Marcel n’insista pas. Absorbé par la contemplation de Sika, dînant à une petite table voisine, en face de son père, il ne s’étonna aucunement de la riposte.

Et le repas se poursuivit. Emmie ne perdait pas de vue Midoulet. Celui-ci avait abandonné son journal. Ses paupières clignotaient et, par moments, sa tête vacillait sur ses épaules comme si elle avait été trop lourde. La mimique était claire ; l’agent luttait contre le sommeil. Soudain, il se dressa et quitta la salle, salué par un ricanement étouffé de la fillette, qui grommela entre ses dents ces paroles incompréhensibles :

— Et d’un. Il ne reste plus que le tableau.

Successivement les voyageurs se retirèrent se rendant au salon, dans leurs chambres, ou encore aux plaisirs, aux spectacles qu’offre aux touristes la grande cité maritime.

— Ma foi, déclara Marcel, je crois que nous ferons sagement de nous reposer. Il faudra se lever tôt demain pour embarquer.

— En effet. Seulement, je n’ai pas la moindre envie de dormir.

— En vérité, petite souris ?

— Tout à fait vrai. Aussi je vais en profiter pour envoyer quelques cartes postales aux rares amis que nous avons laissés à Paris.

— Je t’attendrai… commença son cousin.

Mais elle se récria :

— Pas du tout. Tu es las, tu l’as avoué. Va te reposer.

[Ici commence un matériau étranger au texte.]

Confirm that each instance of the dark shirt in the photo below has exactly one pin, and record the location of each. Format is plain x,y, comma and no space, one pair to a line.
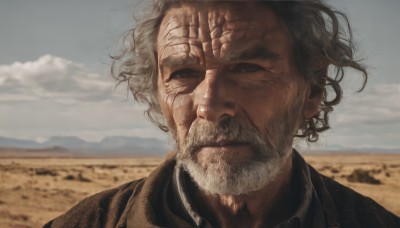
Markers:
161,200
309,212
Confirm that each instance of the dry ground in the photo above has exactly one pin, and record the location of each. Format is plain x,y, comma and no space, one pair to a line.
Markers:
34,190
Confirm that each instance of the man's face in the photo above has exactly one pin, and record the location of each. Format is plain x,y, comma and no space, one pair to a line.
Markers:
229,91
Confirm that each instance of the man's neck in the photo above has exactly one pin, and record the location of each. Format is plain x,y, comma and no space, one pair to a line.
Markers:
265,207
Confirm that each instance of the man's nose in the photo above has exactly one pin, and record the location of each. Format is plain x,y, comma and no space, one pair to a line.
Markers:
215,99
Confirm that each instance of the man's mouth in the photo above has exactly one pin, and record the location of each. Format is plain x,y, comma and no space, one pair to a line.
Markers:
225,144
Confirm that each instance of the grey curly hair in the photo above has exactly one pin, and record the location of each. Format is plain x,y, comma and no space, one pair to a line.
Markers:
321,38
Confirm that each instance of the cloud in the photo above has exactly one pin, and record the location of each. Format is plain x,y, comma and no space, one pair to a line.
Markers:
54,96
378,105
52,78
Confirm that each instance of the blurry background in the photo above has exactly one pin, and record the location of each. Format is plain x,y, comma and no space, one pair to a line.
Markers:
55,86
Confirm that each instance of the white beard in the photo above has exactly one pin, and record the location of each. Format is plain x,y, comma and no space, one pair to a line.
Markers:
226,179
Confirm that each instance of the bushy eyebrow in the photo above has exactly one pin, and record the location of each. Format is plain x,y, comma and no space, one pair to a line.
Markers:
257,52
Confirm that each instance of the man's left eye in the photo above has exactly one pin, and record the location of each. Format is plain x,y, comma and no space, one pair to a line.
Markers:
247,68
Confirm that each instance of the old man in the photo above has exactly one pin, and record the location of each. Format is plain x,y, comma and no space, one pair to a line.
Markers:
234,83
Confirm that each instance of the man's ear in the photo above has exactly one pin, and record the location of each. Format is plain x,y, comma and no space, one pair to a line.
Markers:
312,101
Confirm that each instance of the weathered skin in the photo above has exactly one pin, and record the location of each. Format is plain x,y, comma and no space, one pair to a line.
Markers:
229,61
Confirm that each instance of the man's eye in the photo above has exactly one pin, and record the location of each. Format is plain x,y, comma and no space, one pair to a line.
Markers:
184,73
247,68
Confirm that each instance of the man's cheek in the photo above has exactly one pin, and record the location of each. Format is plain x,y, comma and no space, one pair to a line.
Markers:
183,114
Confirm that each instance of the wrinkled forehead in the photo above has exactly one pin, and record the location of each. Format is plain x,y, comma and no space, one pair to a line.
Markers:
219,30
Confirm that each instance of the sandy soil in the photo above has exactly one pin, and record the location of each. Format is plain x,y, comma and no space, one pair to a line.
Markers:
35,190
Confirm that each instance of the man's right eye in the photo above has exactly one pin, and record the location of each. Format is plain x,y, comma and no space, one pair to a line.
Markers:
184,74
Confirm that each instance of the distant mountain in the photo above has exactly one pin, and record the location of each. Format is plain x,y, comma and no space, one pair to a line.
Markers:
112,145
20,143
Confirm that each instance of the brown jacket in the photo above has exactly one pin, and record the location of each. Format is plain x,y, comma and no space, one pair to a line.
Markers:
147,203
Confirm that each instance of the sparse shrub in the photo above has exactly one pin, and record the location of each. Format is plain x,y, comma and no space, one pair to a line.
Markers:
45,172
362,176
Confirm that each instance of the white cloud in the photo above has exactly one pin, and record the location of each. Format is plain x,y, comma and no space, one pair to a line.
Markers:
52,78
378,105
54,96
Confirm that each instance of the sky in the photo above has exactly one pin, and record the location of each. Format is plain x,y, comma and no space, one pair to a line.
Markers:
55,80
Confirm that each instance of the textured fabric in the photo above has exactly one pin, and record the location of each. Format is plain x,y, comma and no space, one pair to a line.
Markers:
151,202
308,213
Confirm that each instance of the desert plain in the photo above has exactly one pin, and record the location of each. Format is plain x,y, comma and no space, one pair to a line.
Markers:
36,187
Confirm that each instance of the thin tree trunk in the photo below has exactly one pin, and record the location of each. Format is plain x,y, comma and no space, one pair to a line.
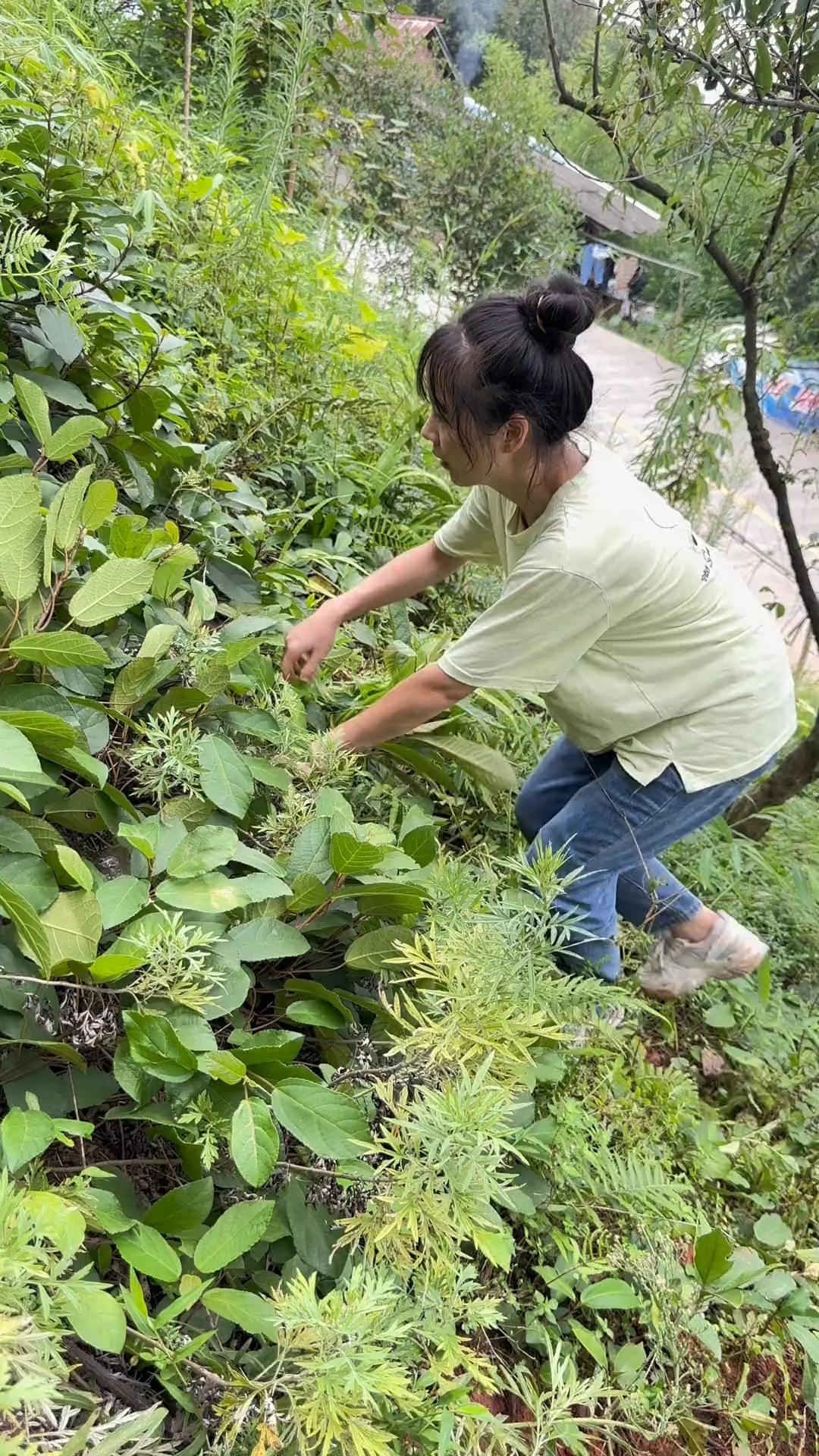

— Je le veux bien, mais toi, ne veille pas trop tard.

— Tu m’entendras rentrer dans ma chambre, Marcel, et je te crierai bonsoir.

— Entendu.

Un baiser fraternel sur le front de la mignonne, et Tibérade la laissa à la porte du salon.

Elle y pénétra après s’être assurée qu’il s’éloignait, griffonna une demi-douzaine de cartes postales, feuilleta une revue illustrée, puis, de l’air le plus naturel, elle se rendit dans le vestibule de l’hôtel, jeta ses cartes dans la boîte ad hoc disposée auprès de la porte d’entrée, et parut se complaire à la vue de la foule bruyante qui remplissait la Cannebière.

C’était l’heure de la promenade du soir, et l’avenue, dont les citoyens de Marseille sont justement fiers regorgeait de monde.

Pourtant un observateur eût constaté que la fillette s’intéressait au moins autant à ce qui se passait sous le vestibule. Quelques minutes après, celui-ci fut complètement désert. Sans doute, Emmie attendait cela, car elle rentra vivement, courut au tableau où étaient inscrits les « réveils » et le parcourant des yeux :

— Chambres 4 et 6 : c’est nous ; 1 et 3 : Sika et le général !… Ah ! voici le 15 ! Réveil à cinq heures et demie.

Tout en parlant, elle effaçait cette dernière indication et la remplaçait par celle-ci : « huit », reculant de deux heures et demie l’instant où l’on tirerait l’agent du sommeil.

Puis, comme un employé paraissait, elle se dirigea posément vers l’escalier, avec la mine indifférente d’une personne préoccupée seulement de s’aller reposer.

Nul n’aurait pu soupçonner, en la voyant, qu’elle venait de jeter, la perturbation dans le tableau des réveils.